In January 1917, the British Royal Flying Corps launched its aviation training program, RFC Canada, in Ontario. Its graduates served in the RFC, and later Britain’s Royal Air Force (RAF), which was formed in April 1918 by the amalgamation of the RFC and the Royal Naval Air Service.

By the end of WWI, over 20,000 Canadians had served in an Allied flying force, and approximately 1,500 had died in the line of duty.

The Royal Canadian Air Force | Comox Valley Collective

Establishing a Canadian Air Force in 1924

During the demobilization of military forces between 1919 and 1924, Canada decided to establish a Canadian Air Force as part of the Air Board and Department of National Defence. King George V granted the Royal designation in 1923 and the Royal Canadian Air Force was officially established on April 1, 1924.

In December 1939, soon after the outbreak of World War II, the British Commonwealth Air Training Plan was launched, establishing Canada as the Commonwealth destination for military aviation training. This led to a great expansion of the RCAF, with flight schools and stations erected across the country, including Comox. The British first established the station here in 1942 and handed control to the Canadians a year later to train aircrew on transport aircraft.

Of the 131,000 Commonwealth air personnel trained in Canada during WWII, 73,000 were Canadians, showing the huge growth the RCAF underwent compared to its numbers in earlier days. The first three Canadian squadrons were sent to Britain in 1940, with No. 1 Squadron arriving in time to fight in the Battle of Britain.

During the war, Canadian aircrews served in numerous theatres. They hunted German U-boats in the Atlantic and helped push Japanese forces out of the Aleutian Islands in the Pacific. The RCAF reached its wartime peak of 215,000 personnel—including 17,000 members in the Women’s Division—near the end of 1944.

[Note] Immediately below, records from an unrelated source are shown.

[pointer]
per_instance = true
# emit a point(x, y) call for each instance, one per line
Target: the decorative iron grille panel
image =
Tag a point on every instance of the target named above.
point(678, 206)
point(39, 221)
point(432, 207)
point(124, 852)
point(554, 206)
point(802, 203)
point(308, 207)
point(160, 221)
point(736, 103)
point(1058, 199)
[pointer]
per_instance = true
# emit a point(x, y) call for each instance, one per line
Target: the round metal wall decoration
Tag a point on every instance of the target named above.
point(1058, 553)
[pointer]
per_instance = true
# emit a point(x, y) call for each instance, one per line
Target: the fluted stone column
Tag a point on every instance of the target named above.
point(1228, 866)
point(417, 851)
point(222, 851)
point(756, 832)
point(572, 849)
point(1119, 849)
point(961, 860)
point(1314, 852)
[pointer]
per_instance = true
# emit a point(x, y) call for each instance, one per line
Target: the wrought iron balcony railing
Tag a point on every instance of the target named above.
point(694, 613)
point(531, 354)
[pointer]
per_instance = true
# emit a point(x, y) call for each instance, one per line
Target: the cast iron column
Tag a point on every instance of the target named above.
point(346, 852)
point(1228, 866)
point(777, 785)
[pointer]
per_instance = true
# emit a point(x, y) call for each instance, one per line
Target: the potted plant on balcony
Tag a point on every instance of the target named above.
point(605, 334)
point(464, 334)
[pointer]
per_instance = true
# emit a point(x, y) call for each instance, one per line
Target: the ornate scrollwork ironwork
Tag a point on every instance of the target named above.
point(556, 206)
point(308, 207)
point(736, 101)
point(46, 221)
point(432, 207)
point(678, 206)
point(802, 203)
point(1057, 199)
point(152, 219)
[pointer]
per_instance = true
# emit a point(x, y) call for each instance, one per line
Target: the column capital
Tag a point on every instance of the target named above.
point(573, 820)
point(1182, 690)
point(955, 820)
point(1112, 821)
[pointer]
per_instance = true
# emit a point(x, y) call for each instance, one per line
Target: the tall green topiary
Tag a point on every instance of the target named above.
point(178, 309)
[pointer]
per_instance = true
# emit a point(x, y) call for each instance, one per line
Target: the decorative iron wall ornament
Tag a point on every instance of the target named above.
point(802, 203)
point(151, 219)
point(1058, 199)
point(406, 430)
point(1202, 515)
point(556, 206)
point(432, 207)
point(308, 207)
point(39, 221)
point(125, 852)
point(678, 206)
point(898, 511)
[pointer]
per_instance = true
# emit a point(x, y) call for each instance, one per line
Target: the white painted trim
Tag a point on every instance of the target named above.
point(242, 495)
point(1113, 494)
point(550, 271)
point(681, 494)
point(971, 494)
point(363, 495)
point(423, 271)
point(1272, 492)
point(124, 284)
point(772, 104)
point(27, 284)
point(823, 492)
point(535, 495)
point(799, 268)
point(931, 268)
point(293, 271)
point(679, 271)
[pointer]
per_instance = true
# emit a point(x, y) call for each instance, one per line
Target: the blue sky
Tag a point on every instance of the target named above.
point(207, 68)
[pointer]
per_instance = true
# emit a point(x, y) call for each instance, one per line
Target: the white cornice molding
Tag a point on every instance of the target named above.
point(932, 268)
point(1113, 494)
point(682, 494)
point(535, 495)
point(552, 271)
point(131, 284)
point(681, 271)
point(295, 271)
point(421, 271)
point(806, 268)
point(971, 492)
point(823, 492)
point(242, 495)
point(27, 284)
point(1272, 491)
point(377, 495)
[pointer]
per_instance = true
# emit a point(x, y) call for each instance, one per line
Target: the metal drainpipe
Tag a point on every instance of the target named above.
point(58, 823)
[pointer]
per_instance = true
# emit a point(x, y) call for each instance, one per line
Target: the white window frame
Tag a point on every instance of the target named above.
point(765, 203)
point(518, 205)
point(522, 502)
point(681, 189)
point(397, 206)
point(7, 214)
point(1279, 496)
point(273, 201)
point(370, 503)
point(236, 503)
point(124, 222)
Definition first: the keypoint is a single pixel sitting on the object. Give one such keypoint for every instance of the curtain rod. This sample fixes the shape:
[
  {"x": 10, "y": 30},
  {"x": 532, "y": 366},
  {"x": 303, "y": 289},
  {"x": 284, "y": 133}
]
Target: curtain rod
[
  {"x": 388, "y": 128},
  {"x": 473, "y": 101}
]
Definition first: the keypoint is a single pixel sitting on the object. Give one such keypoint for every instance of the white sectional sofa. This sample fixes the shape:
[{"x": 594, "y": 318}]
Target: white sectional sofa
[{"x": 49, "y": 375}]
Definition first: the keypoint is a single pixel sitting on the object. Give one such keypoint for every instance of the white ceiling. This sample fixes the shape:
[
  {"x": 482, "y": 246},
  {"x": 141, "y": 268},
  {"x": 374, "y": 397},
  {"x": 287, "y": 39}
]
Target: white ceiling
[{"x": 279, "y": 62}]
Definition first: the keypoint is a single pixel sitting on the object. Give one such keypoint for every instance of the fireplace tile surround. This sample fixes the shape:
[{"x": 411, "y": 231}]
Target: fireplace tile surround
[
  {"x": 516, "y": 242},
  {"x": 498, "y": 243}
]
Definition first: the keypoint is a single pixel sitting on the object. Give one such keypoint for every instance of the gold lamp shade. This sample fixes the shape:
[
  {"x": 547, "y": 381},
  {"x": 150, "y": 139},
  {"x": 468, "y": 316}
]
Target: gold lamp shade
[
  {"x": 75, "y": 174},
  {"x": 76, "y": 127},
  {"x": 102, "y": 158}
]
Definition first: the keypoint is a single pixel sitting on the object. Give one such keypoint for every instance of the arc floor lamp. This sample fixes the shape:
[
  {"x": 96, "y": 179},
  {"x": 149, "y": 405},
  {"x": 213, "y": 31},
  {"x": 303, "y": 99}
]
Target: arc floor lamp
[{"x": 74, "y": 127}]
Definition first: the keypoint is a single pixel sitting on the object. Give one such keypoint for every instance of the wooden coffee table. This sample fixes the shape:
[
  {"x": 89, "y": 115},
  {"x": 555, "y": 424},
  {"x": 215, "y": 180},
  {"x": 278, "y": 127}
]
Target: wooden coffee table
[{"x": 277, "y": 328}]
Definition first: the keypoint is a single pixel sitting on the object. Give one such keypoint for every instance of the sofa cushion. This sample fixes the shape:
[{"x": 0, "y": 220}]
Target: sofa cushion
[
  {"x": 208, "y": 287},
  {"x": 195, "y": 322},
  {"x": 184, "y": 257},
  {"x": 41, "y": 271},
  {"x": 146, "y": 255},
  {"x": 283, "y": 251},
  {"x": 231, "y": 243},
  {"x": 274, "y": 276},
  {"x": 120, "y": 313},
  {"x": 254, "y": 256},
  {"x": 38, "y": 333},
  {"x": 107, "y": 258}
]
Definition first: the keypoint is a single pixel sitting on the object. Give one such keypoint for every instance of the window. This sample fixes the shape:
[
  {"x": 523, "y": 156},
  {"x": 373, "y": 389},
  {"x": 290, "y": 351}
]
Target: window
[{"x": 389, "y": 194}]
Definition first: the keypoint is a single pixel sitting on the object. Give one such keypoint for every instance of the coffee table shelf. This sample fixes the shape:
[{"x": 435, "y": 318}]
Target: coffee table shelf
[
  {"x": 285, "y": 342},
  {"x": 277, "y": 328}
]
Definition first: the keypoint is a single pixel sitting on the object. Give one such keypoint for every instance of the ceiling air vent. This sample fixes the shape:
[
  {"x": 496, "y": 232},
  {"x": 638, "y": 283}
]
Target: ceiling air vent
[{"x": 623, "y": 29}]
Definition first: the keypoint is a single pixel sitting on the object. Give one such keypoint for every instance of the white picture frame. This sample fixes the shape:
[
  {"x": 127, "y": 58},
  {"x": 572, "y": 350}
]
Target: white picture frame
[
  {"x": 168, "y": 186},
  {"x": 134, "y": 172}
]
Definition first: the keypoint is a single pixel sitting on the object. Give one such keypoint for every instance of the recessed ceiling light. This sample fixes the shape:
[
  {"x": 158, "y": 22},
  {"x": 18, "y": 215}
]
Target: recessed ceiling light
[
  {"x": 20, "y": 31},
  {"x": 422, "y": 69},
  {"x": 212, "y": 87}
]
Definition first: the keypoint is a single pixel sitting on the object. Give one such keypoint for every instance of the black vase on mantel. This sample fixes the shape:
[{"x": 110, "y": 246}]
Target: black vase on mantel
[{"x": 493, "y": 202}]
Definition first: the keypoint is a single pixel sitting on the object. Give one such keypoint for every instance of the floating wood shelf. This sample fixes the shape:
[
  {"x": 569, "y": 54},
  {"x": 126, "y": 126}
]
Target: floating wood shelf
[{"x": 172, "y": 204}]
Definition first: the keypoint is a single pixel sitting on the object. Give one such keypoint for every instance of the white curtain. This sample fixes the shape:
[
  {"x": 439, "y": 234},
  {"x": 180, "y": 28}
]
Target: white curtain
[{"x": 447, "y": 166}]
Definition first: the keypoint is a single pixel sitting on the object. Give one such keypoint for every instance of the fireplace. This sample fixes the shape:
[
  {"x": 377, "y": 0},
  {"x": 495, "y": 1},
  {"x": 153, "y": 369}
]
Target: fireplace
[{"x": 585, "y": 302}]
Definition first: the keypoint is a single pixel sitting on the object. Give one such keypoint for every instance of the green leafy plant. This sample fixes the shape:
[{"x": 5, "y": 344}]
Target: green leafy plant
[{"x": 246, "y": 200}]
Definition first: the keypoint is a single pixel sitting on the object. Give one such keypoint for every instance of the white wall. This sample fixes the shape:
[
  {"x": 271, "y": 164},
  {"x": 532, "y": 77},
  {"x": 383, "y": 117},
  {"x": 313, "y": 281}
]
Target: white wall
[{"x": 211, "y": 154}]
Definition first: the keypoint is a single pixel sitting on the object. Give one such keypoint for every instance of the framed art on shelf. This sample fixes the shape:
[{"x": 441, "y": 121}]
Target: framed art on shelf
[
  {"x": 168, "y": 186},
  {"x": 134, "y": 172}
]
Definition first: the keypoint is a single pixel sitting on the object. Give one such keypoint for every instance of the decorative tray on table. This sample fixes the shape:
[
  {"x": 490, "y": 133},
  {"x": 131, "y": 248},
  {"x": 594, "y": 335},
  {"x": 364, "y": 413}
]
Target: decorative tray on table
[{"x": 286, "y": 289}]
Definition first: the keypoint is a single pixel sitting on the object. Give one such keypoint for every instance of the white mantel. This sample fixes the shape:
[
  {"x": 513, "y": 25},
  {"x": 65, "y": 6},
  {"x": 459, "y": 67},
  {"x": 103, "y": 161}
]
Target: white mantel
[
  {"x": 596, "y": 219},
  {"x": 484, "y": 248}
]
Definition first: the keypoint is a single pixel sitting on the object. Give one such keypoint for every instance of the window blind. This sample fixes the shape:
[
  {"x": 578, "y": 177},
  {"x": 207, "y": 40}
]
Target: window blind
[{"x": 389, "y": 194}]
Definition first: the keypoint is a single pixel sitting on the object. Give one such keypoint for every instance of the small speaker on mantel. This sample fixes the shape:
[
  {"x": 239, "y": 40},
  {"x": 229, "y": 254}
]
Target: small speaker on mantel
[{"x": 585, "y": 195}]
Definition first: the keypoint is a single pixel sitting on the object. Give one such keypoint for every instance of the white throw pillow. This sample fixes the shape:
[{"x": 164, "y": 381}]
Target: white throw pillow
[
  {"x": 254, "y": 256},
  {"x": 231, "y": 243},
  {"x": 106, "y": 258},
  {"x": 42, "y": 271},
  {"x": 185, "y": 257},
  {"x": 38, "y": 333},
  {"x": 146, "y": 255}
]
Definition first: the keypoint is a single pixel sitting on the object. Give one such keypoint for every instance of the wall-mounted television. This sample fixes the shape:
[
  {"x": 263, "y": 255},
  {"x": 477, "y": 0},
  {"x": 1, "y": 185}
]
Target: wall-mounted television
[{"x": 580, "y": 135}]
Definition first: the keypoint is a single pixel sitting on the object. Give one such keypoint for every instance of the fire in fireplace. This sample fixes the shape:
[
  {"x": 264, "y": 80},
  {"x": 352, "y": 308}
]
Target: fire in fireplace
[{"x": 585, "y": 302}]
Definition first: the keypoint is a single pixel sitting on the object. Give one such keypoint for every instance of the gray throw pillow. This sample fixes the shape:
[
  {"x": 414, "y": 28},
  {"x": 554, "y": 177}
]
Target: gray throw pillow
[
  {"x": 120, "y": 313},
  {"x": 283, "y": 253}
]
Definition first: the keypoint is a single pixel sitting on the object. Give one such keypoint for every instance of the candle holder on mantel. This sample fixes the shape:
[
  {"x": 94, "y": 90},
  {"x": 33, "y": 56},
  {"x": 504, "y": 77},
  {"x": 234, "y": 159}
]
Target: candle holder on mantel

By the end of the Second World War, 18,000 Canadian aircrew members had been killed.

The Royal Canadian Air Force | Comox Valley Collective

Establishment of the North Atlantic Treaty Organization

With rapid postwar demobilization, RCAF personnel numbers dropped to 12,000 by 1948, but with the establishment of the North Atlantic Treaty Organization in 1949, they began to increase again. Canada was a founding member of NATO, and by the end of the next decade, as the Cold War intensified, the RCAF had 12 squadrons based in West Germany and France as part of its NATO commitment.

Meanwhile, the Comox station lay mothballed between 1946 and 1952, until mounting pressure from the Korean War led to its reactivation. Comox’s first Permanent Married Quarters, including an elementary school, were built in 1953. Progress continued in following years with the construction of numerous buildings, a new hangar, and the lengthening of the main runway to its current 10,000 feet.

This era is often referred to as the “Golden Age” due to big budgets and modern aircraft such as the Canadian-built Canadair Sabre Mk. 6 and Avro Canada CF-100 Canuck. Due to financial restraints, this era ended abruptly in the early 1960s with the cancellation of expensive projects, such as the Avro Arrow, and greater reliance on equipment from the United States.

The North American Aerospace Defence Command

In 1958, Canada and the United States had formed the North American Aerospace Defence Command (NORAD), with the joint mission of monitoring and patrolling the northern reaches of the continent against Soviet incursions. The RCAF (including the Comox base) were part of this mission from the beginning. In the immediate aftermath of the 9/11 terrorist attacks, when the United States closed its airspace to commercial traffic, hundreds of civilian aircraft, with thousands of passengers aboard, were redirected to Canadian airfields. Soon afterwards, the RCAF responded to 9/11 in concert with NORAD by increasing fighter patrols.

In 2002, the RCAF flew maritime and transport missions as part of counter-terrorism efforts in the Persian Gulf, and an RCAF wing formation was stationed in Kandahar Province, Afghanistan, from 2008 to 2011. An all too common and sombre duty of the RCAF during this time was the repatriation of the bodies of fallen Canadian soldiers from Afghanistan to be laid to rest by their loved ones at home.

The 21st century has seen CFB Comox grow significantly beyond its humble beginnings as a small RAF station. Now home to five squadrons and the Canadian Forces School of Search and Rescue, the base is a community of its own. Due to the cyclical nature of military posting, service members flow in and out of the Comox Valley in a steady stream, and many choose to retire here. Each one brings diverse perspectives and life experiences, making our Island home all the more interesting.